Having all this in mind how can we ensure correct plan execution? Meet Kubernetes admission controllers.
# Admission Controllers
In a nutshell, Kubernetes admission controllers are plugins that govern and enforce how the cluster is used. They can be thought of as a gatekeeper that intercepts (authenticated) API requests and may change the request object or deny the request altogether. Kubernetes already comes with a bunch of these pre-installed which govern everything from user authorization to the namespace life cycle.
KUDO manager employs an Instance admission controller that governs changes to Instances, making sure that plans do not interfere. Schematically this looks like the following:
Instance admission controller governs any update to the Instance either through manual plan execution or Instance parameter updates. The general rule of thumb is the following: all plans should be terminal (either successfully with status
COMPLETE or unsuccessfully with
FATAL_ERROR) before a new plan is allowed to start. A singular plan can be restarted so we assume all plans to be reentrant at least for now. While this might not be true for all plans, we think that it covers the 80/20 case e.g. when a
deploy plan is stuck and must be restarted with less memory per node.
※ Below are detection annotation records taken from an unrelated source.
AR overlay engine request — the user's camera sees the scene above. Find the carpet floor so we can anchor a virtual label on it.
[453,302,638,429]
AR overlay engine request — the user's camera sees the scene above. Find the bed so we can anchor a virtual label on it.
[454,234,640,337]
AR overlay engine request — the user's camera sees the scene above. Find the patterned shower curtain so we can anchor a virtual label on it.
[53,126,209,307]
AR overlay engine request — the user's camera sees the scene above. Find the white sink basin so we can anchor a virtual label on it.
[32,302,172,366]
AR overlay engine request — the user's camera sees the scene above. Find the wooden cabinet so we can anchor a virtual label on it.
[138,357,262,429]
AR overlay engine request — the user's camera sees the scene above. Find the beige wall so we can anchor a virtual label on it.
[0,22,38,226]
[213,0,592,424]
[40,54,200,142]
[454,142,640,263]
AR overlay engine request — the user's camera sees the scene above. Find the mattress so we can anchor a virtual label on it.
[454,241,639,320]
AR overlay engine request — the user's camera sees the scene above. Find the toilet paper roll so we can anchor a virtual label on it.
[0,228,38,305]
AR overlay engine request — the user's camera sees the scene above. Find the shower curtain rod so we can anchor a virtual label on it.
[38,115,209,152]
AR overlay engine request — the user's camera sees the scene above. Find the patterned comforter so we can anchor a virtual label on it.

In case a request is rejected, the Instance controller returns an error explaining why exactly the update was denied.
The admission controller would also reject parameter updates that would trigger multiple distinct plans. There are a few exceptions too: for example, a
cleanup plan is special and is executed when an Instance is deleted.
cleanup can not be triggered manually and is allowed to override any existing plan (since the Instance is being deleted anyway).
As of KUDO v0.11.0, the Instance admission controller is optional though we're planing to make it mandatory in the near future. See kudo init documentation for more details.